I feel blessed by the people and friends who have given me support through all of the drama the last year. I really know who my friends are now and who I can turn to, and having that knowledge is a gift.

Blessed to have me... I am proud of myself and that through it all I've come out of this so much stronger. I know if I can handle the events of the last year, I can handle what else life has in store for me. And I take comfort in knowing that most of the years ahead of me won't be as bad as the year that is now finally behind me. I see myself in a positive light for the first time. I never realized how negative my relationship with myself was and now I'm going much easier on me. I can laugh at myself and pat myself on the back instead of always feeling like I'm coming up short somehow. I respect myself now. I made an appointment with my boss last week and told him very clearly how certain aspects of my job were just not working for me. I stood up to him and stood my ground.
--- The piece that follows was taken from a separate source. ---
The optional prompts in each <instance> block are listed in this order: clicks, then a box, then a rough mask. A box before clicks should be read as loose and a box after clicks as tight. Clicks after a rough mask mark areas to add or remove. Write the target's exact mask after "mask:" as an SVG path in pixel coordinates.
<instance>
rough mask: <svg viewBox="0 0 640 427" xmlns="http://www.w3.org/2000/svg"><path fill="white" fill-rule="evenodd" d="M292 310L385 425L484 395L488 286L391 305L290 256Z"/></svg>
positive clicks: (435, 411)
Ultimately, even if I don't get what I'm asking for, I'm so proud of myself for vocalizing my needs.

I can finally see that this last year, as painful and intense as it was, has had some very positive and amazing effects on me and my life.

"I thank my lucky stars everyday for indoor plumbing." - The Blow finding blessings in everyday life

2 comments:

  1. I'm really glad for you and your dad. It sounds as if some amazing things have happened for both of you. Recovery rocks.